Each individual EBAIS manages a list of people who live in their jurisdiction. This list is used to identify priority individuals and to schedule their vaccine appointments.
If you are in one of the priority groups, you should contact your local EBAIS, make sure they have your contact information, and confirm you’re on their list.
The “Grupos de vacunación por Áreas de Salud y Contacto” section lists all of the hundreds of EBAIS across Costa Rica and shows which populations they are currently vaccinating (e.g. between 70 and 80 years old, between 58 and 64 years old, etc.).
Further down the page, the “Información de Contacto” section lists the appropriate contact information (phone number and email address) for each EBAIS.
To track vaccine shipments, click here.
3. Costa Rica unemployment rate remains elevated at 18.7%
Unemployment in Costa Rica was 18.7% in the moving quarter from January to March 2021, according to the National Institute of Statistics and Census (Inec).
This represents a small increase (0.2 percentage points) compared to the moving quarter from December to February.
Compared to the same quarter of last year, unemployment in Costa Rica has increased by 6.2 percentage points. Women continue to have a higher unemployment rate than men — 26.1% and 13.7%, respectively.
Informal employment represents 46.6% of those with jobs.
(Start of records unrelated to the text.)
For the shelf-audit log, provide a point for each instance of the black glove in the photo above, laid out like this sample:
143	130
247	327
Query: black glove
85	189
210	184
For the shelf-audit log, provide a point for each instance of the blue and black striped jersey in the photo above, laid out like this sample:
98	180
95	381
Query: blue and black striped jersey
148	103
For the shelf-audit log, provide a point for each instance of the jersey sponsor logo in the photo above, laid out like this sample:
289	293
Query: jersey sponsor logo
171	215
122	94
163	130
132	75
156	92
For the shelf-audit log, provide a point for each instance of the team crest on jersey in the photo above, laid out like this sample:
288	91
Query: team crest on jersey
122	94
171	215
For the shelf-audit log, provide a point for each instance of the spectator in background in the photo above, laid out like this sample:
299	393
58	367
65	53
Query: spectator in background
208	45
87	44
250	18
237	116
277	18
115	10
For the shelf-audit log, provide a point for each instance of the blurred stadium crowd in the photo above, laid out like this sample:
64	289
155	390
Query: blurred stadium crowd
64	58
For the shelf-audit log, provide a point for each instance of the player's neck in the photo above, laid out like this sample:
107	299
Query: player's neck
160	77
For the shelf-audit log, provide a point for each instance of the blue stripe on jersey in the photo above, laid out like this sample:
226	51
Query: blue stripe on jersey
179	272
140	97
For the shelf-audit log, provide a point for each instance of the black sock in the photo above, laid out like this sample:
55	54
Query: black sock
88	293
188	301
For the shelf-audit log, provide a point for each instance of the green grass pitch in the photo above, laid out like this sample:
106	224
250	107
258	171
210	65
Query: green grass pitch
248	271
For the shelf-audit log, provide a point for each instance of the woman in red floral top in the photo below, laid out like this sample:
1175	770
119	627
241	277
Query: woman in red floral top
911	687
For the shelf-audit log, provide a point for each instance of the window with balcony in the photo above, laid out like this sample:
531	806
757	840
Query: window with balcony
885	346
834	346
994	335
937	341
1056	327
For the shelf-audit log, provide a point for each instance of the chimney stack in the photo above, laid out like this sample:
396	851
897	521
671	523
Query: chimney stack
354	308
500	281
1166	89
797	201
That comprises nearly 929,000 Costa Ricans.
Meanwhile, the INEC calculated the underemployment rate — the percentage of employed people who work fewer than 40 hours a week and want to work more hours — at 16.4%, a 4 p.p. year-over-year increase.
The working-age population outside the workforce was estimated at 1.58 million people, a statistically significant increase of 126,000 compared to last year.
The drop in employment continues to be associated with commerce and services activities (186,000 people), especially in education and health, and hotels and restaurants.
Unemployment in Costa Rica had reached 12% in March 2020, already one of the highest levels recorded in the country until then, but it soared to 24% due to the impact of the pandemic in the moving quarter from May to July 2020.